|Posted on Wednesday, October 06, 2010 - 4:29 pm: |
We have a problem with jobs not completing and the queue getting backed up. Whenever this happens, I view the daemon file and the job number listed is randomly an old job (e.g. 2348 when the jobs being submitted are in the 7000s).
Deleting the daemon file and submitting a new job to restart the daemon clears it up for a little while (jobs go through). But this problem always comes back up.
Is this a known issue? Is there an easy fix?
Post Number: 165
|Posted on Wednesday, October 06, 2010 - 5:52 pm: |
The 'daemon' file does not list a job ID, but rather a PROCESS ID for the WebMO daemon process.
It sounds like the WebMO daemon may have crashed. Normally, when a job is submitted WebMO starts the daemon (if it is not already running). The daemon then start the job.

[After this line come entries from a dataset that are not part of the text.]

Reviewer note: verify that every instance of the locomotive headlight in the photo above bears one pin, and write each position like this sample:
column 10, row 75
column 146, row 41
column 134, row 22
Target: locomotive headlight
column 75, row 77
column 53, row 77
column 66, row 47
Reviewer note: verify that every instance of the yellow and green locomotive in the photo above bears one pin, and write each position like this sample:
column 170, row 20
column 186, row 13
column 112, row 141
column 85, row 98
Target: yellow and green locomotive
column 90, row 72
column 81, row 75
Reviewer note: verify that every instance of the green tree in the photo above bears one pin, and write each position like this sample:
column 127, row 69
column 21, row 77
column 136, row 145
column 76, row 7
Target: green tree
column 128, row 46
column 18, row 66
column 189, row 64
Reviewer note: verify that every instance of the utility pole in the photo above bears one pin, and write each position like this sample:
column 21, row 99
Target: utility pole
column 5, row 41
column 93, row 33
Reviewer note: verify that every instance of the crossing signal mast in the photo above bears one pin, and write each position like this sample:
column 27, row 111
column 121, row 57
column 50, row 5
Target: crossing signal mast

However, if the daemon crashed, then WebMO may THINK the daemon is already running, when in fact it is not. Normally there is a check for this, but that check may have failed. Or it is possible that the daemon is 'hung', but not crashed.
Next time you see this probem, view the contents of the daemon file to find the process ID. Then do a 'ps -aef | grep <process>' to see if the process is still running or not. This will provide useful diagnostic information.